理事長がゆく

パジュ・ブック・ソリに出展 パジュ・ブック・ソリ組織委員長
金彦鎬(キム・オンホ)氏

小沼
本日はご多忙の折、お時間を割いて頂き誠にありがとうございます。始めにいつ頃からパジュ出版都市という構想を抱かれるようになったのか、お聞かせください。 キム 八十年代の後半から議論を開始したので、二十五年近く前になりますね。神保町や海外の古書店街に感動し、私たちの国にも本のユートピアを作りたいと思いました。
小沼
ヘイオンワイも参考にされましたか。
キム
九四年に訪れましたが、パジュではなくヘイリ芸術村のインスピレーションになりました。ヘイリは九五年から構想段階に入り、初めは本を中心にした芸術村を考えていましたが、色々な分野の芸術家が集まったことにより現在のような多様性を持つに至っています。
 私はかねてからソウル市内の清渓川のような書店が立ち並ぶ風景を新たに想像したいと考えていました。そのためパジュは出版社と書店が両輪となる都市にしたかったのですが、出版社に傾いてしまいましたので、ヘイリは書店を中心に組成したかったんです。

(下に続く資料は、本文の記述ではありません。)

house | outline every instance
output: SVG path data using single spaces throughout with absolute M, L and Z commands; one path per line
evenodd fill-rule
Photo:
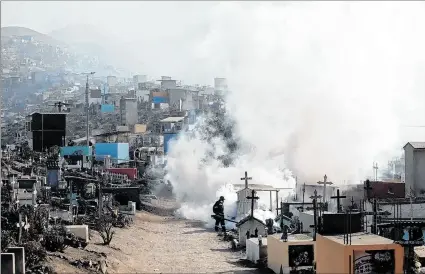
M 317 252 L 316 242 L 311 236 L 290 234 L 287 241 L 281 240 L 281 237 L 282 233 L 267 236 L 268 268 L 274 273 L 290 273 L 294 266 L 298 266 L 298 270 L 313 268 Z M 297 262 L 299 256 L 303 256 L 302 263 Z
M 251 215 L 240 220 L 236 224 L 236 227 L 239 234 L 239 246 L 241 247 L 246 246 L 247 232 L 250 235 L 255 235 L 255 231 L 257 230 L 257 235 L 266 236 L 266 224 Z
M 404 147 L 405 191 L 425 197 L 425 142 L 409 142 Z
M 351 234 L 346 244 L 345 236 L 317 235 L 317 273 L 403 273 L 403 246 L 365 232 Z

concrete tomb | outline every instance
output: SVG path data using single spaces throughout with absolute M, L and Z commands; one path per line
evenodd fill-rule
M 25 249 L 23 247 L 9 247 L 7 253 L 15 254 L 15 273 L 25 274 Z M 2 271 L 2 273 L 4 273 Z
M 239 246 L 246 246 L 246 240 L 252 237 L 265 236 L 266 224 L 255 218 L 248 216 L 236 224 L 239 234 Z M 256 235 L 255 235 L 256 234 Z
M 66 230 L 73 233 L 75 237 L 80 238 L 86 243 L 89 242 L 89 227 L 88 225 L 67 225 Z
M 290 273 L 293 267 L 313 268 L 316 260 L 316 243 L 306 234 L 290 234 L 287 241 L 281 240 L 281 233 L 267 236 L 267 264 L 275 273 Z
M 2 253 L 0 264 L 1 264 L 1 273 L 16 274 L 14 253 Z
M 246 257 L 249 261 L 257 263 L 267 257 L 267 238 L 250 238 L 246 240 Z
M 136 202 L 128 201 L 128 204 L 126 206 L 120 207 L 120 213 L 136 215 Z

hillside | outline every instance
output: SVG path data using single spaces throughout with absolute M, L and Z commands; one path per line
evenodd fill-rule
M 106 51 L 101 42 L 75 41 L 71 38 L 78 38 L 78 31 L 68 32 L 70 29 L 72 28 L 52 32 L 57 37 L 67 38 L 67 41 L 63 41 L 25 27 L 1 28 L 1 46 L 6 52 L 2 55 L 1 67 L 19 71 L 20 64 L 27 62 L 28 66 L 46 70 L 96 71 L 97 75 L 119 76 L 119 72 L 114 67 L 117 62 L 109 58 L 113 54 Z M 83 33 L 86 34 L 82 37 L 93 36 L 93 33 L 84 31 Z M 32 36 L 33 41 L 28 43 L 21 39 L 12 39 L 19 36 Z
M 56 40 L 49 35 L 37 32 L 29 28 L 17 27 L 17 26 L 1 28 L 2 42 L 7 42 L 12 37 L 27 36 L 27 35 L 34 37 L 34 40 L 41 43 L 49 44 L 52 46 L 65 46 L 64 42 Z

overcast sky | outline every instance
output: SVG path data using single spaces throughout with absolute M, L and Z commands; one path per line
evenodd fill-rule
M 2 26 L 24 26 L 48 33 L 73 24 L 91 24 L 120 38 L 175 32 L 196 24 L 217 2 L 8 1 L 2 2 Z
M 133 61 L 136 73 L 190 84 L 228 78 L 248 143 L 285 151 L 291 168 L 319 178 L 371 171 L 375 155 L 424 140 L 423 129 L 407 134 L 401 125 L 425 125 L 425 2 L 1 5 L 2 26 L 99 28 L 121 45 L 99 43 Z

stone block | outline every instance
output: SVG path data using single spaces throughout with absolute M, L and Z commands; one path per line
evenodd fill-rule
M 16 274 L 15 271 L 15 254 L 1 253 L 1 273 Z
M 15 273 L 25 274 L 25 249 L 23 247 L 9 247 L 7 253 L 15 254 Z
M 66 230 L 73 233 L 75 237 L 80 238 L 86 243 L 89 242 L 89 227 L 88 225 L 67 225 Z
M 128 201 L 128 207 L 131 212 L 131 215 L 136 214 L 136 202 Z

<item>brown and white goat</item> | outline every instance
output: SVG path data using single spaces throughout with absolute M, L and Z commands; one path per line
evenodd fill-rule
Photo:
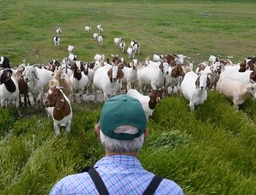
M 23 69 L 22 68 L 18 69 L 17 71 L 15 72 L 15 75 L 18 79 L 18 84 L 19 86 L 19 90 L 20 90 L 20 94 L 19 94 L 19 99 L 20 99 L 20 107 L 22 107 L 22 98 L 20 97 L 20 95 L 24 95 L 24 106 L 25 108 L 27 108 L 27 100 L 28 102 L 28 105 L 31 106 L 31 103 L 30 101 L 29 95 L 28 95 L 28 86 L 27 83 L 24 80 L 24 77 L 23 75 Z
M 152 90 L 149 95 L 143 95 L 136 89 L 131 89 L 128 91 L 127 95 L 140 102 L 148 119 L 152 115 L 156 104 L 162 98 L 161 90 Z
M 55 69 L 53 75 L 53 79 L 59 81 L 59 86 L 63 87 L 65 89 L 64 93 L 67 97 L 69 96 L 71 88 L 71 81 L 66 73 L 61 72 L 65 68 Z
M 48 117 L 53 120 L 53 127 L 56 135 L 60 134 L 59 126 L 65 126 L 70 132 L 72 119 L 72 108 L 69 98 L 65 95 L 61 87 L 53 86 L 47 92 L 44 101 Z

ただ私は出版人であっても、建築や美術や音楽などが密接な関係を作っていける現在のヘイリのような環境を大切にすることが何より重要だと考えています。
小沼
「ブックハウス」があるのはそういった理由なのですね。  パジュの出版都市計画には五人の発起人がいたということですが、ヘイリ芸術村はどれくらいの人々が携わっているのですか。
キム
 メンバーは約三百人、そのうち住民は約半分ですが、これからも住居スペースは増える予定です。中心となったのはやはり五〜六人で、私が十年ぐらいかけて考えたアイデアを他のメンバーに伝えました。先程言ったように他分野の参加もあって初期の構想は拡大し、展示や音楽を行う複合的な空間になりました。また「ブックハウス」はハンギル社だけの出版物だけではなく、岩波ブックセンターのように他の出版社の本も展示販売しています。
小沼
六月に訪れた際にはちょうどロッテの大型ショッピングモールの着工が始まっていましたが、完成した後にはどのような環境の変化が予想されるでしょうか。
キム
大変な集客力がありますので、その中の5%でも書店に流れてくれれば良いと思っています。現在は出版に具体的な興味を持つ人にはあまり来てもらえていませんが、カフェやギャラリーといった施設が充実してくれば文化空間という意味合いをもっと強調できるでしょう。
小沼
キム社長が当初抱いていたパジュ出版都市の構想が完全に実現するまでには、あとどれぐらいの時間がかかるとお考えですか。
キム
少なくともまだ十年は必要でしょう。ただし全てが完成することは現実的にはあり得ません。プログラムは絶えず改変しますから、その都度新たな課題が生まれることになります。
 パジュのビジョンの一つとして「公園化」を掲げています。恋人達がベンチで読書を楽しみ、本について語り合うような街が理想です。神保町のような都市型ではなく、自然環境を活かした郊外型の街作りを進めていく。近くのハイキングコースには週末になると沢山の人が訪れますので、そういった人々が休息できるような機能を持たせることも必要でしょうし、レストランもこれから増やさなければなりません。